Claude Picasso has confirmed the authenticity of this work.
Maya Widmaier-Picasso has confirmed the authenticity of this work.
In 1921, the ever-innovative Pablo Picasso found himself at a crossroads. Having invented the groundbreaking language of Cubism in 1907 with Georges Braque, and having seen this style of representation from its initial Analytic phase into its subsequent Synthetic phase, Picasso now sought yet another original idiom. Ironically, this new form of expression would hark back to ancient history; his Neoclassical style would recall the balance, order and harmony of Greece and Rome. Thus, as Carsten-Peter Warncke points out, "one and the same artist was painting classicist nudes, portraits, scenes, and works in the spirit of Synthetic Cubism—at first sight quite incompatible" at the moment the present work was executed (Pablo Picasso: 1881-1973, The Works 1890-1936, 1995, vol. I, p. 245).
The present painting features many hallmarks of Synthetic Cubism. Starting in 1912, Picasso began to replace the fragmented forms and muddily monochromatic tones of Analytic Cubism with a more constructionist collage approach and a brighter palette. The dominant blocks of colour in the present composition look as though they could be snippets of paper glued onto the canvas. He has left a square of the canvas itself blank in the centre, showing its own weave as a similar texture to the fabric and the brown field—which suggests itself as the table upon which the objects are arranged—retains the texture of his paint brush, simulating faux bois, or simulated wood grain, that played a central role in the artist's papiers collés.
Just as Picasso mimics his own collages by simulating wallpaper and faux bois fragments in paint, the letters "AL" imitate the newspaper clippings commonly pasted into the artist's collages.
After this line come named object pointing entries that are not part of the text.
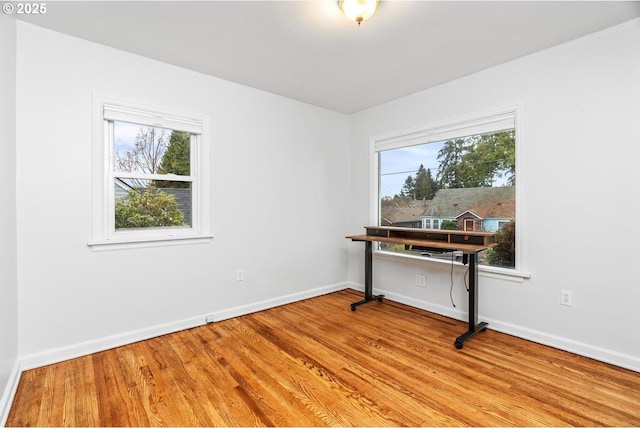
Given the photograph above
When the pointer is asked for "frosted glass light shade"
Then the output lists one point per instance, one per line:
(359, 10)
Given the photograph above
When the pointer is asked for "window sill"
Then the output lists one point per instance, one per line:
(484, 271)
(127, 243)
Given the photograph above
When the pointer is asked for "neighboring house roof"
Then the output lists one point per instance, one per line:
(485, 202)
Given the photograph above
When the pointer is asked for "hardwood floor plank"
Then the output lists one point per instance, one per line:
(317, 363)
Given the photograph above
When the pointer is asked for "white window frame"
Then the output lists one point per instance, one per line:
(105, 237)
(507, 117)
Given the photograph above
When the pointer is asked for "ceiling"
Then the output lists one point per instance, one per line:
(308, 50)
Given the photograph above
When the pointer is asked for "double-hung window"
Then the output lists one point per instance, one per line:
(457, 175)
(150, 177)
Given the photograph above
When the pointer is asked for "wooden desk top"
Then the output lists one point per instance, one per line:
(452, 240)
Simon Morley describes how the words LE JOURNAL—French for newspaper—"undergo constant metamorphosis, becoming LE JOUR (the day), or LE JOU (which suggests the French word foreplay)" (The Writing on the Wall: Word and Image in Modern Art, Berkeley, 2003, p. 42). Although the reference for ‘AL’ in the present composition is unclear, it is likely a similar play on words and stands in as a cypher in reference to the full title of LE JOURNAL. As such, Picasso takes pleasure in literally playing the media of painting and collage against one another.
A similar composition on canvas exists in the Pola Museum of Art, Hakone, also from 1921, utilising the arrangement of objects and thus depicting Picasso’s process of working through different configurations of the same objects. This work was also created the same year as Picasso's Trois Musiciens (Coll. The Museum of Modern Art, New York), the canvas that many believe to be the culminating composition of Synthetic Cubism. Like that seminal triple portrait, the present work rehearses the highlights of this stylistic period—a pasted paper aesthetic, a colorful palette, textual play—even as the elements of a new aesthetic make their debut.